Goal: Create a standardised way of constructing NFTs that are not meant to be transfered. These non-transferable NFTs (NTNFTs, or “soulbound” NFTs) should be bound to an owner address on minting, so the owner would never change.

Potential use-cases:

  • badges, POAPs
  • proofs of KYC or other verifications
  • ticketing, access control
  • certificates

Why transferable NFTs cannot do the job?

Attributions are usually made to a specific identifier (wallet address). For that reason, transferable NFTs don’t represent a suitable design, as the owning address can change. While an NEP-171 contract could limit the transfer functionality to prohibit it, this property won’t be easy to determine without checking the actual code. A standardised way of non-transferable NFTs would make this limitation explicit, which would build trust in the owners of tokens abiding to this new NEP standard.

To increase security, minting the non-transferable NFT should be limited to the owner of the account that executed the contract function, or the NTNFT contract must check that the owner agreed to be the target of the NTNFT.

Other considerations:

  1. The traditional way of “burning” a token is transferring it to the Zero address. Since the transfer functionality will be missing from this implementation, the standard will probably need to add an explicit way of burning a token (should be requested by the token owner).
  2. This NEP could also be extended with the “usual” NFT extensions, like Metadata and Enumeration. The Approval Management extension would not make sense though.
  3. From a technical standpoint the functionalities described by this standard will be a subset of the standard NFT functions, so this is not really an “extension” of the NEP-171, actually the NEP-171 standard should be an extension of this one. For historical reasons this will not be the case, but it could be a future improvement to NEP-171 to show this relation (while also implementing the burning function)

Proposed interface:

The interface of an NTNFT contract is really simple, it would “inherit” the only function from NEP-171 which is not related to transferring tokens:

function nft_token(token_id: string): Token|null {}

A new function added by the standard is the explicit burning function:

funcition burn_token(token_id: string): null {}

The Metadata and Enumeration extensions could extend the interface by the usual functions, for example: nft_metadata, nft_total_supply, nft_supply_for_owner

Note: This proposal is created by the kycDAO team, as part of a NEAR grant. The “torch-bearer” for this proposal is Balázs Némethi @nembal (assisted by myself, Sándor Juhász)

4 Likes

I agree very much with re-using NEPs 177 and 181. I’d also suggest using the nft_mint event as defined in NEP-297 and explained here.

1 Like

I feel I have already seen a proposal on gov.near.org to add NTT (non-transferable token) standard based on ERC-1238, but I cannot find it somehow.

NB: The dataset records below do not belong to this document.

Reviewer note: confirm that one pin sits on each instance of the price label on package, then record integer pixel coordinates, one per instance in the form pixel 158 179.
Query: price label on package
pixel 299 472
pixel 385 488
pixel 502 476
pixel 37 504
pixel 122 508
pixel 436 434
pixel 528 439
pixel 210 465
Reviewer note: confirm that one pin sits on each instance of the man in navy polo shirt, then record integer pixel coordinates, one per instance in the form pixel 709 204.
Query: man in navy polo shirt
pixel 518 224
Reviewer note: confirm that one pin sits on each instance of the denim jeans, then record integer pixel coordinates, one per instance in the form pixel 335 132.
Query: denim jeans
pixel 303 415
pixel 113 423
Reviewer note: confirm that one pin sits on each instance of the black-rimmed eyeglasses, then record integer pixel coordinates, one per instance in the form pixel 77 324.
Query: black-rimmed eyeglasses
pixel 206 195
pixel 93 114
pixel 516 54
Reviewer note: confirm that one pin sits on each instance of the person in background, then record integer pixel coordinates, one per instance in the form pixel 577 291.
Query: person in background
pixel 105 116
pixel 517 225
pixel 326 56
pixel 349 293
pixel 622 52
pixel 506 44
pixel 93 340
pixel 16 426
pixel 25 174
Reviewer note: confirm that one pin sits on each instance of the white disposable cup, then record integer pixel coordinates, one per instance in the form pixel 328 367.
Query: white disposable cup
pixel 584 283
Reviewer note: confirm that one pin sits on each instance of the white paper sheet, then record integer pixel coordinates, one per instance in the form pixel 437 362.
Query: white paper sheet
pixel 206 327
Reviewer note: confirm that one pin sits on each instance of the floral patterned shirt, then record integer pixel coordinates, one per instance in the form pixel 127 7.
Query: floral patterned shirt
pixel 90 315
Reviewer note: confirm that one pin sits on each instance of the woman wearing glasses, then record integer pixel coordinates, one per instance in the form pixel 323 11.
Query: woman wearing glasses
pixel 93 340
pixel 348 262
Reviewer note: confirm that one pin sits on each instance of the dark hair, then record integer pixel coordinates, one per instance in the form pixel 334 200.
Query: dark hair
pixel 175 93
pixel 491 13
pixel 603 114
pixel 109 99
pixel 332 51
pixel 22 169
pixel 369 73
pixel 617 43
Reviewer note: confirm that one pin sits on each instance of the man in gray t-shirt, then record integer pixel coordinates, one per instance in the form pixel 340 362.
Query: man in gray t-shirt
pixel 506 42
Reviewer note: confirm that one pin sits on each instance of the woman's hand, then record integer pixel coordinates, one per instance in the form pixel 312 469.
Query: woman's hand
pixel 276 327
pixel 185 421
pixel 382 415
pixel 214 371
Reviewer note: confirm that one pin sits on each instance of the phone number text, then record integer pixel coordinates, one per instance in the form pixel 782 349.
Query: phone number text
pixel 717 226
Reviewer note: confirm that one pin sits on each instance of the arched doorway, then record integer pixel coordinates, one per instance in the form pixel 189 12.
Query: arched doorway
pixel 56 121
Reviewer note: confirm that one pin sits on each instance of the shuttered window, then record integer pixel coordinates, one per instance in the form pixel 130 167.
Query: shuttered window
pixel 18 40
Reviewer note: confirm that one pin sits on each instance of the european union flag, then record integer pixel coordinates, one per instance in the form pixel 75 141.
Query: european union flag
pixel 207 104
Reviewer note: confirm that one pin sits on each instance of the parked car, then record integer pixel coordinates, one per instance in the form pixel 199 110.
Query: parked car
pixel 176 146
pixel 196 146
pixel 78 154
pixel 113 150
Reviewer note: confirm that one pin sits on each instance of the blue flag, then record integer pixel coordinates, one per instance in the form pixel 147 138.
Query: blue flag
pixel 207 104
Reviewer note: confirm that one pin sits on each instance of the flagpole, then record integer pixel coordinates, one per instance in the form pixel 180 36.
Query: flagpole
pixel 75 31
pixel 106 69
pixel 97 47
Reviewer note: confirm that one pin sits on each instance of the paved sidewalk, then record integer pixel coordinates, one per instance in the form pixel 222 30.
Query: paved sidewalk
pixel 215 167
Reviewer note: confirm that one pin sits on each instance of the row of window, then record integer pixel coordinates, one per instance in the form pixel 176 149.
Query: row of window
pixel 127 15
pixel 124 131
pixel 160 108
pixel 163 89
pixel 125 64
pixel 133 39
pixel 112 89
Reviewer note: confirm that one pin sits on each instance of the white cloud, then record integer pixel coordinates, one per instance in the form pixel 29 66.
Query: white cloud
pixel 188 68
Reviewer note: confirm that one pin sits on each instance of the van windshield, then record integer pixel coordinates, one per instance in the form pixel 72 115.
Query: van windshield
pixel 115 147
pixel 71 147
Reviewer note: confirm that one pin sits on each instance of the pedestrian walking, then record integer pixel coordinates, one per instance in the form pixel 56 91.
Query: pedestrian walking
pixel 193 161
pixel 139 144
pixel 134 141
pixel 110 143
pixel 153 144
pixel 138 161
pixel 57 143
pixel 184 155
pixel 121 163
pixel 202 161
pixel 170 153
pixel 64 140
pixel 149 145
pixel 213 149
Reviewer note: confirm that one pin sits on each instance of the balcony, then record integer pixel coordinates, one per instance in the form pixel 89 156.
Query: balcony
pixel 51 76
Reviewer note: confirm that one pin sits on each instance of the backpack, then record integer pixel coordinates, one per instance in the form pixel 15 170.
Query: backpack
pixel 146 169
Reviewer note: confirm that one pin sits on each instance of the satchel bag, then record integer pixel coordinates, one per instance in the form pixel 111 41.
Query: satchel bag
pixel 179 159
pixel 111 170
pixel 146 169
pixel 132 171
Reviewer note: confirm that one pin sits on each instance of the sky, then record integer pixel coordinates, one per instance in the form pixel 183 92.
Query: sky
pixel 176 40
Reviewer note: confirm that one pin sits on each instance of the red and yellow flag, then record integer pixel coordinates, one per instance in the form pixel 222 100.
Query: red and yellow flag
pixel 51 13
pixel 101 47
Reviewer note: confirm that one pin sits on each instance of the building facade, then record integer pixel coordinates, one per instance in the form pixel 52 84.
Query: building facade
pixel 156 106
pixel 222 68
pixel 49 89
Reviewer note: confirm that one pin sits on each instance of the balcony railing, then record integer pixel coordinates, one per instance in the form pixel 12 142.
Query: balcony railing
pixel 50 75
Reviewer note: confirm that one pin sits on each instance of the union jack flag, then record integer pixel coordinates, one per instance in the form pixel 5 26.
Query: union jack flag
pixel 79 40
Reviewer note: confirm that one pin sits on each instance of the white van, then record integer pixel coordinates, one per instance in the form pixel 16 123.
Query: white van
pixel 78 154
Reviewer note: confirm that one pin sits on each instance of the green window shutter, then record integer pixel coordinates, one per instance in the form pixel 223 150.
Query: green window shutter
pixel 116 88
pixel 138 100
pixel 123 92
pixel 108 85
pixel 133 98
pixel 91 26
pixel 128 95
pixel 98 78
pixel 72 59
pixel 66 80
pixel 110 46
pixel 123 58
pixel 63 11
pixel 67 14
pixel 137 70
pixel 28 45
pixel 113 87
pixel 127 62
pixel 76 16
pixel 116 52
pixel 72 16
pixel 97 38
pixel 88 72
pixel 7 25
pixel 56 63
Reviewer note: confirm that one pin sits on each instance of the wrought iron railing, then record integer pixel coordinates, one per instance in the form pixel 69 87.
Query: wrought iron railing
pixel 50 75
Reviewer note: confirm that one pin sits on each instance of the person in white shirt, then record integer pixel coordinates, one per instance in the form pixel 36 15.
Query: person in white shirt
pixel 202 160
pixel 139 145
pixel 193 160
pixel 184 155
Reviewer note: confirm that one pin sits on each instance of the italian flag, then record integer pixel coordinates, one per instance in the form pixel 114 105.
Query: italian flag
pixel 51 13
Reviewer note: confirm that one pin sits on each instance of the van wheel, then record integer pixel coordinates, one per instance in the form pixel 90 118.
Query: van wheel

Agree with all the above. A consideration might be made for the inclusion of nft_transfer, but callable only by the contract owner? I’m thinking of a case where some NTNFT owner who is a crypto newbie loses their seed phrase and requests an administrator to transfer NFT ownership to their new account. Or maybe this isn’t kosher because then the contract owner could transfer NFTs without the user’s permission… just thinking out loud really.

Hi folks,

I’m going to be helping Sanyi and Balazs with creating this standard (I’m also with kycDAO).

@till_mb - thanks for the response, I think using the events from NEP-297 seems like a good idea.

@lachlanglen - yea that’s a common point raised when talking about non-transferable NFTs. I think a common solution is that the contract owner should then revoke the NFT in the lost account and mint another one to the new one, confirming everything with the user. I think this solution makes sense. It might be a little confusing to have a non-transferable NFT with an nft_transfer function which is still valid in certain cases.